Yes--I 1,000% admit it--I jumped in too! About two weeks ago a cousin in Florida posted a version and I had not seen this making the rounds and I jumped on board--I let my mind say "YEAH STUFF!" (or it was the second glass of wine making my decisions.) Then I got the private message with the directions, and I admit, I didn't quite understand the directions (remember, wine, and I am a light-weight). I read it again the next day. I understood a little better, but I did think that perhaps it was going to be a $60 investment--OK, it makes sense and I can handle that financially-I am blessed with a great job, I am good with money, but far more important than those reasonable, practical things, I am doing something nice for someone else--a concept that has no monetary value in my world these days.
And thought about it-that phrase "these days" "these days". It echoed in my head over and over along with "36 pieces of stuff"
HOLY COW-WHAT HAVE I DONE?
I don't want more "stuff! I don't need more "stuff"!
I have spent the last three years eliminating "stuff" from my life, and while it was painfully evident when I moved in May that I had perhaps allowed some "stuff" to creep back in, I am in a constant purge and merge mode. "Make life as simple as possible and cut the unnecessary clutter of 'stuff'" --heck--have you seen my hair lately?--I can't tell you when the last time was that it was straight! (Well, ok, truth be told, there was this time last week..., but I digress)

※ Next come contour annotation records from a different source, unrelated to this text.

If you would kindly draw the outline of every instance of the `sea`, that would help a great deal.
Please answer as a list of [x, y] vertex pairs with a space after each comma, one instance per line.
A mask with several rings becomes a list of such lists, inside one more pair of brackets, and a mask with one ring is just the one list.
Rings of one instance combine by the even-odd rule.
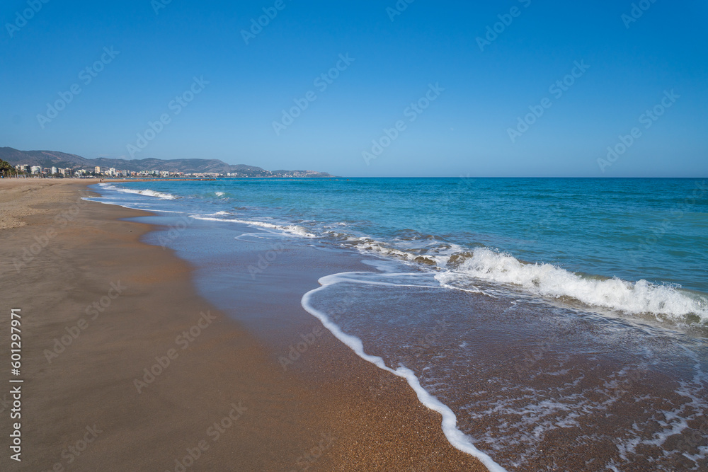
[[91, 188], [173, 232], [200, 228], [190, 258], [216, 279], [228, 265], [200, 254], [224, 235], [233, 251], [354, 254], [367, 270], [323, 277], [302, 307], [406, 379], [490, 470], [708, 471], [708, 179]]

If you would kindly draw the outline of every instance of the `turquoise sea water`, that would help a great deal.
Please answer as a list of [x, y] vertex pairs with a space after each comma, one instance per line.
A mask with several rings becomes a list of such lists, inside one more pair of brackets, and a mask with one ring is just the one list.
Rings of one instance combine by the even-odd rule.
[[447, 408], [451, 442], [500, 467], [708, 468], [708, 180], [96, 188], [214, 231], [360, 253], [370, 272], [324, 277], [303, 306]]

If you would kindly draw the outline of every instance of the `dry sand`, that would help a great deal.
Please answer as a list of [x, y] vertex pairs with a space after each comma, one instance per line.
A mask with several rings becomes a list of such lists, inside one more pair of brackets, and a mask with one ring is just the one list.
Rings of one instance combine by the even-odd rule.
[[[21, 375], [4, 361], [0, 382], [24, 379], [21, 463], [0, 389], [0, 470], [486, 470], [404, 381], [331, 336], [284, 374], [195, 293], [185, 263], [139, 241], [151, 226], [118, 219], [144, 212], [80, 200], [93, 183], [0, 179], [0, 342], [9, 360], [21, 309], [23, 356]], [[188, 449], [198, 458], [183, 469]]]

As I mulled over my seemingly poor decision, and more posts of similar subject scrolled through my Facebook feed daily, I thought about the investment in the gift exchange (and my brain still does not comprehend--is really just $10 or is it $60?, but it makes no difference). I thought about how very blessed my life is--a great job that allows me to work from home (often with crazy hair and dressed essentially to head to the gym or out for a run at a moment's notice), and provide comfortably for my family, an amazing significant other who loves me unconditionally to his core, an incredibly talented and intelligent daughter who is just as beautiful inside as she is outside, family and friends that know the "real me" and chose to love me anyway, which can be a challenge in itself some days! This is the "stuff" that I need. Not the "36 pieces" of random stuff that the gift exchange promises.
And then, as I often do, I thought about all of those who are not as blessed--jobless or have jobs that barely keep food in their children's mouths and warm, clean clothes on their backs. People that are in relationships that are not loving and caring they they don't know how to change or get out of. Parents that are estranged from children or those that are childless waiting for the chance to become a parent. Those with no real family or friends to love them and spend the holidays with. These are the people who need the resources that "36 pieces of stuff" can provide.
I am not looking for 6, 60 or even 600 people to join my Gift Exchange--I am hoping that just one of you will join me in opting out of the gift exchange and instead donate those funds--or even time, talent or other resources, to a local charity of your choice. Or better yet, if you know of a family or individual struggling this holiday season, find a way to secretly help them--perhaps a gift card sent through the mail or other discrete gesture.
And if I get 6,000 or 60,000 to join us--even better.